Shakespeare's Globe Theatre
During the 1700’s sentimental comedies featuring middle class characters with good morals became popular. Later in the same century witty comedies were written by Oliver Goldsmith and Richard Brinsley Sheridan, both of England, and by Pierre de Beaumarchais of France. Oscar Wilde (1854-1900) wrote comedies of manners, as did Noel Coward. These comedies usually focused on the upper class of society and used humour to parody or satirize the behaviour of its members.
George Bernard Shaw
Nowadays comedy is still very much alive. There are many forms of comedy fiction, though it is difficult to divide them into neat groups or subgenres, as comedy so often blends with other genres. Terry Pratchett, for example, could be said to be a writer of both comedy and fantasy. Similarly, Darkly Dreaming Dexter by Jeff Lindsey is undoubtedly a crime novel, but it also humorous- in a very dark way. And Hitchhiker’s Guide to the Galaxy by Douglas Adams remains a firm comic favourite- while at the same time remaining science fiction. Nevertheless, we have endeavoured to make life easier for you by forcibly stuffing some of the better known types of comedy fiction into convenient little categorised boxes; whether or not they explode right back out again with a shower of confetti and party whistles remains to be seen.

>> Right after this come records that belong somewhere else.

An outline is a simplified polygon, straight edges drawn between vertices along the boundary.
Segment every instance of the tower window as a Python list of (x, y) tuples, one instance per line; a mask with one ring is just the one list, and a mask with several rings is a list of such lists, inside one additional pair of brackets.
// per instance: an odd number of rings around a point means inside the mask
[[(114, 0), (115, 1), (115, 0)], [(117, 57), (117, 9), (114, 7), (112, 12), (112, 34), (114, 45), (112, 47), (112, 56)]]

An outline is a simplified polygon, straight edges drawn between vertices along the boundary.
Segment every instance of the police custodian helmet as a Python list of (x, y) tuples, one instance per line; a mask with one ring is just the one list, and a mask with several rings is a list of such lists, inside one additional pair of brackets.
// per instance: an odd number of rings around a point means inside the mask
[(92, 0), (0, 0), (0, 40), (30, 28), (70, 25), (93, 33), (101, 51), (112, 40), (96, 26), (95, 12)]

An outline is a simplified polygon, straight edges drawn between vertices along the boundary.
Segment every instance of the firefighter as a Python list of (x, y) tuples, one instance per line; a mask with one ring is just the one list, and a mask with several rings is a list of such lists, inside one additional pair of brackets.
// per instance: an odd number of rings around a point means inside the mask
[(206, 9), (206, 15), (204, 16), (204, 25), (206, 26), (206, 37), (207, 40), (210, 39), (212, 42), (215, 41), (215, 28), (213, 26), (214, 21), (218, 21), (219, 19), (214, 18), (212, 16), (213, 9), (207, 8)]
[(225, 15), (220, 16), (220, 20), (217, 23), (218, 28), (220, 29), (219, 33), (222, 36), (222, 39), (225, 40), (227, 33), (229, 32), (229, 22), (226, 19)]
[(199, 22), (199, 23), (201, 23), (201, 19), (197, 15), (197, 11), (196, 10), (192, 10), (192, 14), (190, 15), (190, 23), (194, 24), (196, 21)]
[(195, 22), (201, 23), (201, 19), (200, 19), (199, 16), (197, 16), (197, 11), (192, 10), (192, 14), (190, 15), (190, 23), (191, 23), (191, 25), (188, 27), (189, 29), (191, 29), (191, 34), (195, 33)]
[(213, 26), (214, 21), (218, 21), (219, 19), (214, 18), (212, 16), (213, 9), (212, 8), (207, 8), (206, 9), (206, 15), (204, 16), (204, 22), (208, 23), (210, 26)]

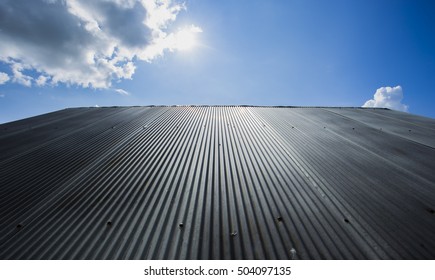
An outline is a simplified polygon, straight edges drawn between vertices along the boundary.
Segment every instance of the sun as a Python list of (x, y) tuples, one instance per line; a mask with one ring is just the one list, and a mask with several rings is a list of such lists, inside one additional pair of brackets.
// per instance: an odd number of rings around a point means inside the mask
[(180, 29), (175, 34), (175, 49), (180, 51), (188, 51), (197, 46), (197, 33), (201, 33), (202, 29), (191, 25)]
[(179, 50), (190, 50), (196, 45), (195, 33), (189, 29), (181, 30), (176, 35), (176, 47)]

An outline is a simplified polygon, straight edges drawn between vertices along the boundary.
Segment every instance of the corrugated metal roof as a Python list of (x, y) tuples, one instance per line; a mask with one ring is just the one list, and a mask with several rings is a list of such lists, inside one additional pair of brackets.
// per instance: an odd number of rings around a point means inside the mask
[(0, 125), (0, 258), (434, 259), (434, 170), (391, 110), (65, 109)]

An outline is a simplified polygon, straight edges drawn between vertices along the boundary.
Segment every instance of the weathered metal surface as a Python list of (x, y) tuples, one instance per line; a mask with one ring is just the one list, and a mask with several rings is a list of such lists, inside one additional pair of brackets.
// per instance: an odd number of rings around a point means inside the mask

Satiric Comedy (or Satire): Satire is a mode of writing in which the writer mocks individuals or society as a whole, with the purpose of exposing their negative aspects to readers as a means of bringing about change. Social affectation, corruption, stupidity and vice are commonly ridiculed and held up to contempt in works of satire. Irony (where what is meant is contrary to what the words appear to say) is very often the satirical writer’s weapon of choice. To swallow a satiric pill, try: Hitchhiker’s Guide to the Galaxy by Douglas Adams, Generation X by Douglas Coupland or The Eyre Affair by Jasper Fforde.
Parody: Parody borrows the subject and form of a novel but contains certain changes which poke fun at the original. The characteristic style (or other elements of the novel) may be imitated in a satirical way, or applied to an inappropriate subject, thus creating humour.

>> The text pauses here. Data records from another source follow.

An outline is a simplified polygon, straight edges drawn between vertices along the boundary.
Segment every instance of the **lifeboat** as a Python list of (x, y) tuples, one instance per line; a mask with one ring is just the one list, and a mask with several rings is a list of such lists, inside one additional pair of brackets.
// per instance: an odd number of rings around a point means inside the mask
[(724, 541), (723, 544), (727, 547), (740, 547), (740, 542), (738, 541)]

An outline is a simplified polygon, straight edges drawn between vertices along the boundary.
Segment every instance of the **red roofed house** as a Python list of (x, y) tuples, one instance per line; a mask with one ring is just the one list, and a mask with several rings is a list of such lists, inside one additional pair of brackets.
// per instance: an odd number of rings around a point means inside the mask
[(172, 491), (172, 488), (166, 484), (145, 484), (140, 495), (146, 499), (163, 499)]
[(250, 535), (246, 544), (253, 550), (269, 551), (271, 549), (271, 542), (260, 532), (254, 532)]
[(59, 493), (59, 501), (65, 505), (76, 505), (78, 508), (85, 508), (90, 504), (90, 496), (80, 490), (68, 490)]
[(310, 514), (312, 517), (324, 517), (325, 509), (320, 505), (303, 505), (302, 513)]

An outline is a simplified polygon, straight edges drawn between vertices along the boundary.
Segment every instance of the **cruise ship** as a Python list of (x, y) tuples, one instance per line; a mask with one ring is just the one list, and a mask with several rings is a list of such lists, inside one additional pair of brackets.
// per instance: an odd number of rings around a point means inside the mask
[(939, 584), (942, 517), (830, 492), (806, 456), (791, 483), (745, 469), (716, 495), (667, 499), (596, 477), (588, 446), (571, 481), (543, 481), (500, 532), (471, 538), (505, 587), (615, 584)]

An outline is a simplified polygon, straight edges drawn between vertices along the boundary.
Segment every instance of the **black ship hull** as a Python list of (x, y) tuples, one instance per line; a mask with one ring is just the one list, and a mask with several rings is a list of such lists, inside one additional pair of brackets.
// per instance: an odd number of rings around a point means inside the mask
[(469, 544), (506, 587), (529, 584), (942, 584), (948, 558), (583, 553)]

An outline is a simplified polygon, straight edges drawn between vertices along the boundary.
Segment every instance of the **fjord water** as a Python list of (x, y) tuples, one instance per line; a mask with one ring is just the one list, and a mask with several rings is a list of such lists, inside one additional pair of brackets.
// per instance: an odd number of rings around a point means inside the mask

For spasms of parodic giggles try : Cold Comfort Farm by Stella Gibbons, You Don’t Have to be Evil to Work Here, But It Helps by Tom Holt or Three Men in A Boat by Jerome K. Jerome.

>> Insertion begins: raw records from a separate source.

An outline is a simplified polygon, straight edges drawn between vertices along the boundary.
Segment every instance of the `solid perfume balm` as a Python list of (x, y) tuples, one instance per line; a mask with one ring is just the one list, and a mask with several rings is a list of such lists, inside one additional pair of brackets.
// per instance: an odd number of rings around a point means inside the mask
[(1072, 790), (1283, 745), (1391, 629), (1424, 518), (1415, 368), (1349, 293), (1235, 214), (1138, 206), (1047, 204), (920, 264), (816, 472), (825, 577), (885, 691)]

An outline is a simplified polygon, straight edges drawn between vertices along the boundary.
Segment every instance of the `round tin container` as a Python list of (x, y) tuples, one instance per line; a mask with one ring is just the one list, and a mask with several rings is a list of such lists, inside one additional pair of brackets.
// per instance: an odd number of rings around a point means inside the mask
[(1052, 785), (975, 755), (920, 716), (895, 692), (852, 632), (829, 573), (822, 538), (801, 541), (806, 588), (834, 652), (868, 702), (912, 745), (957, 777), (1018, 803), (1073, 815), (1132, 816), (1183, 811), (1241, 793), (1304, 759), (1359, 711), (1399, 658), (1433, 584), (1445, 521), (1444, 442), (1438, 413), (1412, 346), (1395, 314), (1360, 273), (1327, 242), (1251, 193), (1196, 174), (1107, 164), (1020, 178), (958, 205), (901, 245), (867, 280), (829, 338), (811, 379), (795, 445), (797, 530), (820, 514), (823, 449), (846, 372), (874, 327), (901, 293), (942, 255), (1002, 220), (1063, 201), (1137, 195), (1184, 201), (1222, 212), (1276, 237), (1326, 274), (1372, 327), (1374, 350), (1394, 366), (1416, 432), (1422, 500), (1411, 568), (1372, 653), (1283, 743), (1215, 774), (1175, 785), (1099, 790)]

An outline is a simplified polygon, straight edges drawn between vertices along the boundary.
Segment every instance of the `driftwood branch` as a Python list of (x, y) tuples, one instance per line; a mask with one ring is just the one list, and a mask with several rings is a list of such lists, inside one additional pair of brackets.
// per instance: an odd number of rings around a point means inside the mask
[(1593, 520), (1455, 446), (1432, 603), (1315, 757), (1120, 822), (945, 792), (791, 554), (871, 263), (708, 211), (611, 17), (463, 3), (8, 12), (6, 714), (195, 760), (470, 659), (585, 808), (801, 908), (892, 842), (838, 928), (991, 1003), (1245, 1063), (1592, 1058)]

Black Comedy makes light of the darker elements of human nature. It may be sardonically humorous, and feature a mordant wit or plotlines based on morbid or grotesque situations.
To take a stroll on the dark side of funny, try: Darkly Dreaming Dexter by Jeff Lindsay, High Society by Ben Elton or Kill Your Friends by John Niven.
Romantic Comedy is a popular genre that depicts burgeoning romance in humorous terms and focuses on the foibles of those who are falling in love. Love and its effect on the central characters is the driving force of the story, although, like all forms of comedy, elements of other genres may also take centre stage. Jane Austen has long been considered the queen of romantic comedy.
Love is a laugh. Seriously. Try: Emma by Jane Austen, the Stephanie Plum novels by Janet Evanovich, Bridget Jones’ Diary by Helen Fielding or High Fidelity by Nick Hornby.